Submitted to: Journal of Animal Science
Publication Type: Peer Reviewed Journal
Publication Acceptance Date: 6/12/2004
Publication Date: 10/2/2004
Citation: Southey, B.R., Rodriguez-Zas, S.L., Leymaster, K.A. 2004. Competing risks analysis of lamb mortality in a terminal sire composite population. Journal of Animal Science. 82:2892-2899. Interpretive Summary: Lamb survival is an important factor that influences profitability of sheep production. Mortality can be due to a variety of causes such as disease, chilling, difficult births, starvation, and injury. These different causes of mortality are typically ignored, resulting in loss of information and limited opportunity to improve survival by selection. An alternative approach considers that individual causes of mortality compete among each other, so that the most limiting cause for a particular lamb is responsible for death of that lamb. Data collected on a terminal sire composite population were analyzed to evaluate this approach. Genetic variation for individual causes of mortality were detected; moreover, the heritabilities of individual causes were greater than the heritability of overall mortality. Therefore, selection for individual causes of mortality is likely to be more effective than selection solely on overall mortality. The competing risks approach can be used to increase lamb survival, leading to improved productivity, profitability, and welfare.

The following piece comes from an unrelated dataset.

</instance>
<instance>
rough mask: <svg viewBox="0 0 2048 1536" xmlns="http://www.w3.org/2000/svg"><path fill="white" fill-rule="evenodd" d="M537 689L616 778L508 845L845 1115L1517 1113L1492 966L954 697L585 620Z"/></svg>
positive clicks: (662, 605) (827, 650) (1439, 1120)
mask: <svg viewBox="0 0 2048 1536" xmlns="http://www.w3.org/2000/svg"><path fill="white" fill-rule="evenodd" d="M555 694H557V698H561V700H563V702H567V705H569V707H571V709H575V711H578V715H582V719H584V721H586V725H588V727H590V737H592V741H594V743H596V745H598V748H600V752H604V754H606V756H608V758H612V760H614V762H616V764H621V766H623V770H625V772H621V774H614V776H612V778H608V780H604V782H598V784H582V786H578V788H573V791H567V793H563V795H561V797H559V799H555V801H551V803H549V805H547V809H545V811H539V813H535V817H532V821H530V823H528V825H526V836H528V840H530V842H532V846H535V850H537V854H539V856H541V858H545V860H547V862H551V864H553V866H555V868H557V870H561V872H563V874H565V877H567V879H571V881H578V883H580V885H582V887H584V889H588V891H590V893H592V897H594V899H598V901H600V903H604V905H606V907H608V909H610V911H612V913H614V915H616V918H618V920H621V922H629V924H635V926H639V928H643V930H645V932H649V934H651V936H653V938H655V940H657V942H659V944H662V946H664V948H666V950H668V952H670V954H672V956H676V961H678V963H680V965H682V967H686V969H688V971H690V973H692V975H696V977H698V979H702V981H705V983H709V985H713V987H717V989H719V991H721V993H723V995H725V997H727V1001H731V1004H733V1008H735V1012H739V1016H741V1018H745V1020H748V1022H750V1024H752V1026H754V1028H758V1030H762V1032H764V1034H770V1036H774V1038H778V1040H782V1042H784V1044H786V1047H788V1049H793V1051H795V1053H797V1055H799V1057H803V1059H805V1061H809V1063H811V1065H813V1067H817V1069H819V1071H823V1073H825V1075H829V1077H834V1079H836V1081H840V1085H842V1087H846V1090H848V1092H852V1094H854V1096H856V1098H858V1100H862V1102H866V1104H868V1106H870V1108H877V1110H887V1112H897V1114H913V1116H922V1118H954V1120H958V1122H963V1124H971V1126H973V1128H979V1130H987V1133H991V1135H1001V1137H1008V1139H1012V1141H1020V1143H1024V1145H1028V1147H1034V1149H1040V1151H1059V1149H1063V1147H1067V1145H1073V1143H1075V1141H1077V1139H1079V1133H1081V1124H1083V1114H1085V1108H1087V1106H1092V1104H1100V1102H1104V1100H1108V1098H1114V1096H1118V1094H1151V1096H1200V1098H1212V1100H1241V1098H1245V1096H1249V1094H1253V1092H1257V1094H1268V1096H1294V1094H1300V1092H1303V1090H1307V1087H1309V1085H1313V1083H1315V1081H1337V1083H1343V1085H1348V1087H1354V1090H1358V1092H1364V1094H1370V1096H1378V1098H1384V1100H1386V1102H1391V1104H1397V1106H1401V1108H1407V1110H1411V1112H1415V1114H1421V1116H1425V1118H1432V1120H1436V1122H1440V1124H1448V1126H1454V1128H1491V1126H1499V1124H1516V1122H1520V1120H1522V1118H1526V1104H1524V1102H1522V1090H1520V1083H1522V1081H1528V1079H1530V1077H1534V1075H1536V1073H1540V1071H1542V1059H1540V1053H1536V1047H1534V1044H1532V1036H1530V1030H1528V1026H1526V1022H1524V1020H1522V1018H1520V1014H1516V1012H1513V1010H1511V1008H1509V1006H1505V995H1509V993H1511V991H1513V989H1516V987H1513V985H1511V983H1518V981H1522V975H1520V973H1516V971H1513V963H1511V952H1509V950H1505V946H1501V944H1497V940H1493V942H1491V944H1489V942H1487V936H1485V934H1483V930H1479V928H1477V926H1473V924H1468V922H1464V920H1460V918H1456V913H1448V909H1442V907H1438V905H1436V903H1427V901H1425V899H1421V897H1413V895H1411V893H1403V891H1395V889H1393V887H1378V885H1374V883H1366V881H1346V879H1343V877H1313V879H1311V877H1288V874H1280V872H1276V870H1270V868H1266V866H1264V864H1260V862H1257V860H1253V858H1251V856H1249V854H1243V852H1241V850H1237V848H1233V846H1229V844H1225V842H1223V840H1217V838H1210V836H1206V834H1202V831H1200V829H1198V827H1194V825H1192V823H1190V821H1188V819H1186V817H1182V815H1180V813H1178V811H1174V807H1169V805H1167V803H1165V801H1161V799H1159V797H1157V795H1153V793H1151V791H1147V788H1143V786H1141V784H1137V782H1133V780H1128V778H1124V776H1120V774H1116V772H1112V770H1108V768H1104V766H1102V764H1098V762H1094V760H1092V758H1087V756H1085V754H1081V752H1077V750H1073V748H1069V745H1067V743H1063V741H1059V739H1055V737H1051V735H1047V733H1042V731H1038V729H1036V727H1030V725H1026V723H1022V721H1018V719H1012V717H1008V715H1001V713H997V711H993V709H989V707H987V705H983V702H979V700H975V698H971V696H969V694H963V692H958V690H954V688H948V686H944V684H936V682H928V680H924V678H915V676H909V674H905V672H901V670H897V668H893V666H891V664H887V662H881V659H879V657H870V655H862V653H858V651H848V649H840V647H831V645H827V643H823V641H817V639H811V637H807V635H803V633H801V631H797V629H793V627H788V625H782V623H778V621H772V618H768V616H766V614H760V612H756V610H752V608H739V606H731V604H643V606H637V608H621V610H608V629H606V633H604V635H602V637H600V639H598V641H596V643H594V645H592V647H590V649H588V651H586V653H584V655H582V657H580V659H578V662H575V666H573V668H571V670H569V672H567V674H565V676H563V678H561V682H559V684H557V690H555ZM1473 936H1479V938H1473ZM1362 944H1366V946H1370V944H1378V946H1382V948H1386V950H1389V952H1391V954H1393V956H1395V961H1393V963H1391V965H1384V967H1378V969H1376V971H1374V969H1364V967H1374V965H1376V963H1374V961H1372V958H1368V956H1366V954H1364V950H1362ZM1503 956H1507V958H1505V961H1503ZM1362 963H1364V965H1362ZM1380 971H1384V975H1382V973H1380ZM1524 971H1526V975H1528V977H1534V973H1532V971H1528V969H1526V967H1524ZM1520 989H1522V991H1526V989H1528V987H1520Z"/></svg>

Technical Abstract: Mortality records from birth to weaning of 8,301 lambs from a composite population at the U.S. Meat Animal Research Center were analyzed using a competing risks model. The advantage of the competing risks model over traditional survival analyses is that different hazards of mortality can be assigned to different causes such as disease, dystocia and starvation. In this study, specific causes of mortality were grouped into Dam-related (e.g., dystocia and starvation), Pneumonia, Disease (excluding pneumonia), and Other categories. The hazard of mortality was analyzed using a competing risk approach where each mortality category was assumed independent. Continuous- and discrete-time survival analyses were implemented using sire, animal and maternal effects mixed models. The continuous-time survival analysis used the Weibull model to describe the hazard of mortality for each category of mortality. Under the discrete-time survival analysis, a complementary log-log link function was used to analyze animal-time data sets using weekly intervals for each category of mortality. Explanatory variables were sex, type of birth, contemporary group, and age of dam. Although type of birth and age of dam effects were non-significant across category of mortality, there was a significant sex effect for all categories except the Other category. Estimates of variance components indicated strong maternal effects for all categories except for Pneumonia. Estimates of additive genetic heritabilities from the discrete maternal effects models were 0.08 ± 0.04, 0.09 ± 0.18, 0.16 ± 0.12, 0.19 ± 0.09, and 0.14 ± 0.10 for Overall, Disease, Dam-related, Pneumonia, and Other categories, respectively. Ignoring the cause of the defining event in mortality and longevity studies may hide important genetic differences. Therefore, the effectiveness of breeding programs relying on models that ignore multiple causes of an event in time-to-event data such as mortality and longevity could be jeopardized.